The lowest quadrupole gamma-vibrational K-pi = 2(+) states in axially deformed rare-earth (Nd, Sm, Gd, Dy, Er, Yb, Hf, W) and actinide (U) nuclei are systematically investigated within the separable random-phase-approximation (SRPA) based on the Skyrme functional. The energies E-gamma and reduced transition probabilities B(E2) of 2(gamma)(+) states are calculated with the Skyrme forces SV-bas and SkM*.
The energies of two-quasiparticle configurations forming the SRPA basis are corrected by using the pairing blocking effect. This results in a systematic downshift of E-gamma by 0.3-0.5 MeV and thus in a better agreement with the experiment, especially in Sm, Gd, Dy, Hf, and W regions.
For other isotopic chains, a noticeable overestimation of E-gamma and too weak collectivity of 2(gamma)(+) states still persist. It is shown that domains of nuclei with low and high 2(gamma)(+) collectivity are related to the structure of the lowest two-quasiparticle states and conservation of the Nilsson selection rules.
The description of 2(gamma)(+) states with SV-bas and SkM* is similar in light rare-earth nuclei but deviates in heavier nuclei.
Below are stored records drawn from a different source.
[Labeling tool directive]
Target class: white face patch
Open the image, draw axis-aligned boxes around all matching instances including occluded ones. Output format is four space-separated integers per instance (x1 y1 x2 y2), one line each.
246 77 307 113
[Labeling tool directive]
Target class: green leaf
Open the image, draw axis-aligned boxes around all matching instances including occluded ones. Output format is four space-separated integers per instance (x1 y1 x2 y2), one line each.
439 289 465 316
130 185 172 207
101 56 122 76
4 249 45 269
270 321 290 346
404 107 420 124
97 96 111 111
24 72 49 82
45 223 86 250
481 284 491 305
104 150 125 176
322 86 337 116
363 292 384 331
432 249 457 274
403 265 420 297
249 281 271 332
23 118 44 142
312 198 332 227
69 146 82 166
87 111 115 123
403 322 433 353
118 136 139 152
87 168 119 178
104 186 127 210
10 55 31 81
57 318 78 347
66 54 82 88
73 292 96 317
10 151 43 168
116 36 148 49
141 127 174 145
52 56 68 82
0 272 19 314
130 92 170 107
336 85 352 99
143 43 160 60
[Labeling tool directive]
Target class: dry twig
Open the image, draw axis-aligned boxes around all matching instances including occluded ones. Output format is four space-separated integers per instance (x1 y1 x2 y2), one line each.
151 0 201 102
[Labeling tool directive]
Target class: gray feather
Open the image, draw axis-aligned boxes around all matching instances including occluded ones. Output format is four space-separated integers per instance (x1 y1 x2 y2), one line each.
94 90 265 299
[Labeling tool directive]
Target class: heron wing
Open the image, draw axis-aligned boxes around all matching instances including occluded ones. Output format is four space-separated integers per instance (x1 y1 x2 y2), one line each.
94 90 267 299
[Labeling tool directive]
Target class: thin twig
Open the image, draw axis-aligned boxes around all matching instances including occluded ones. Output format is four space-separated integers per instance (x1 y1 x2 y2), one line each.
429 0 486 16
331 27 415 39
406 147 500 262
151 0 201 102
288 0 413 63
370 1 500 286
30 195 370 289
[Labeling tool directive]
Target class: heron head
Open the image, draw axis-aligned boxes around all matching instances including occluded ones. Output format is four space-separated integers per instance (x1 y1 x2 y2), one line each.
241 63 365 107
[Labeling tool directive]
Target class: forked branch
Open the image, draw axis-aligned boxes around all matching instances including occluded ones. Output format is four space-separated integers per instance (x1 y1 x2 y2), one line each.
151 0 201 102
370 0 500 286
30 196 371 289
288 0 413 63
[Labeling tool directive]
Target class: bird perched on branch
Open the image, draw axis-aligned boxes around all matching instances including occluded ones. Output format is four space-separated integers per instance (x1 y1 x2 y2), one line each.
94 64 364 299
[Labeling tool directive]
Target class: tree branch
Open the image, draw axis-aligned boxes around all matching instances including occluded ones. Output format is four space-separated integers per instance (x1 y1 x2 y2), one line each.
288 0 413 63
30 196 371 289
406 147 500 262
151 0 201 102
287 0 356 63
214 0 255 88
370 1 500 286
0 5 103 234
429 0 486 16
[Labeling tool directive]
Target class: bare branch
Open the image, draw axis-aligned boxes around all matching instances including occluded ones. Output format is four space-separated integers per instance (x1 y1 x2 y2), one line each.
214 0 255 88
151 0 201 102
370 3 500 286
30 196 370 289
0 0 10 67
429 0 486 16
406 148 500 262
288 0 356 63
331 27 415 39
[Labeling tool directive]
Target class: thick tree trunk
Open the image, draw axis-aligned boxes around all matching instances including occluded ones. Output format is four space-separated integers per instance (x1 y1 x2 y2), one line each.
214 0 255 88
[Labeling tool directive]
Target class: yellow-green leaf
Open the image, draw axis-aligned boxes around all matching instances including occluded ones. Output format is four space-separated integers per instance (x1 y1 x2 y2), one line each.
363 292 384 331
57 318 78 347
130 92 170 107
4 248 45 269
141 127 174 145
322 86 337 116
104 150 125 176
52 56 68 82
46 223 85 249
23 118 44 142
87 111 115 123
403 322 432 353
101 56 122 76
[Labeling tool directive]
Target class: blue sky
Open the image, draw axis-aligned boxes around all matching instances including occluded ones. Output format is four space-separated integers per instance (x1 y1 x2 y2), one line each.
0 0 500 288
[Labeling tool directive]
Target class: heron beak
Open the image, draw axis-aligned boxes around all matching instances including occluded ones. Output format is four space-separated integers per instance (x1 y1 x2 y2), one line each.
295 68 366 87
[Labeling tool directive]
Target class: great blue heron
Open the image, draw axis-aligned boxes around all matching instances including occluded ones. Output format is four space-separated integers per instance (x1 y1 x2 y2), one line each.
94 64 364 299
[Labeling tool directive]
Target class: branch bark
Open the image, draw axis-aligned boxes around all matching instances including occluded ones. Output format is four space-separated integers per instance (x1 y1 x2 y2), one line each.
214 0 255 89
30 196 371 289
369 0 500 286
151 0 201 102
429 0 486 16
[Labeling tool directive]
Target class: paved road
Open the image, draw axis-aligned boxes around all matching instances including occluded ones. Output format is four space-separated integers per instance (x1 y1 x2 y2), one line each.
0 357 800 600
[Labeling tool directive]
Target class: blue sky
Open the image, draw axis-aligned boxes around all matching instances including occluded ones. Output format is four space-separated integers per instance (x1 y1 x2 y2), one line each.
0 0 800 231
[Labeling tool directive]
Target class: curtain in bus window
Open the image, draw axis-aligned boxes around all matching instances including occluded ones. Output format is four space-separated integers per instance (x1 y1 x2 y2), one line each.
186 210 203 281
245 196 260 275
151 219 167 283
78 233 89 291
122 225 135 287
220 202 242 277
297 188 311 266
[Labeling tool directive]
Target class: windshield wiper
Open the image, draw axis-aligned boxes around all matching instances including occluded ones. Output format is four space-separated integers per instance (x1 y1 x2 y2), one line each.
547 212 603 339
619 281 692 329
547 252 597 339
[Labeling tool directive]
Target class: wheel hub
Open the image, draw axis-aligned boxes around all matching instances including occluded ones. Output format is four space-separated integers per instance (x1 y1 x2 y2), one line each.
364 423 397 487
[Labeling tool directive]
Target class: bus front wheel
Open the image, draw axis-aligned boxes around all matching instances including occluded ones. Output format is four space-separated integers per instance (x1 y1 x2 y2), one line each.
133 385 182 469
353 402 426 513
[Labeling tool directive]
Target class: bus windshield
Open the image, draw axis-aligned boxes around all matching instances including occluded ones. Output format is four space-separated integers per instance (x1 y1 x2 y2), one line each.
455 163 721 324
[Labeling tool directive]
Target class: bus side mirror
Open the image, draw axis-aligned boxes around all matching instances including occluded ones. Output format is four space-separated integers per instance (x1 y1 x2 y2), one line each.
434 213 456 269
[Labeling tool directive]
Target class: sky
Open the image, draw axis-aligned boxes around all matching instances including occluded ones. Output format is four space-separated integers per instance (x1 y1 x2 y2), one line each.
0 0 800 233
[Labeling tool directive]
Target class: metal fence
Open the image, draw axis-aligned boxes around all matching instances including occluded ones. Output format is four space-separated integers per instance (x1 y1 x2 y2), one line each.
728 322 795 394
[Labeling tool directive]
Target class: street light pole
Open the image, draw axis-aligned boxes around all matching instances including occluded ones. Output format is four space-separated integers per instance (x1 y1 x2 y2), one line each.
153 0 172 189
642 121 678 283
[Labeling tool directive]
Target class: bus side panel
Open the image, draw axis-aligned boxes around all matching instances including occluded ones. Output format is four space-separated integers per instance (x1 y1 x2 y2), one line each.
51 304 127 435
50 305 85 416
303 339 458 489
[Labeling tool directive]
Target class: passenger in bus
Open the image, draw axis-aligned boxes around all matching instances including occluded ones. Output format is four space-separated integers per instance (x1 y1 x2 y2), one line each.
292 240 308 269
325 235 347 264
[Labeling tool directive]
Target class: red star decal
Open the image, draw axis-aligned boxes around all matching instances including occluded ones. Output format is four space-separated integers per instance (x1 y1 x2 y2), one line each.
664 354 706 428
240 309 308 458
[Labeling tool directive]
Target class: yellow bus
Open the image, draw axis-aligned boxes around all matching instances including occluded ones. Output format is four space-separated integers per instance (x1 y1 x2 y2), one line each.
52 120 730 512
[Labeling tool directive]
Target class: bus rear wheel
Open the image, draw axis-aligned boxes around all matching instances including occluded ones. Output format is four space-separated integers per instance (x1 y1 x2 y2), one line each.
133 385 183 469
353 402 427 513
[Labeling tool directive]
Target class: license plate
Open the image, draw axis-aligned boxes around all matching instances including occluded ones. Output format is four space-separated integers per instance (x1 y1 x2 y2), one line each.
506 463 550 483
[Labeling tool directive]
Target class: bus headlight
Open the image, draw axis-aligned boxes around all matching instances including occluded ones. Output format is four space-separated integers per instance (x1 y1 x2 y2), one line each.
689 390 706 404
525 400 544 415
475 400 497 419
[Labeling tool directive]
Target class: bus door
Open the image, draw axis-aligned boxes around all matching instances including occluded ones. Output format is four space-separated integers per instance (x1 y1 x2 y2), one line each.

However SV-bas much better reproduces the quadrupole deformation and energy of the isoscalar giant quadrupole resonance.
The accuracy of SRPA is justified by comparison with exact RPA. The calculations suggest that a further development of the self-consistent calculation schemes is needed for a systematic satisfactory description of the 2(gamma)(+) states.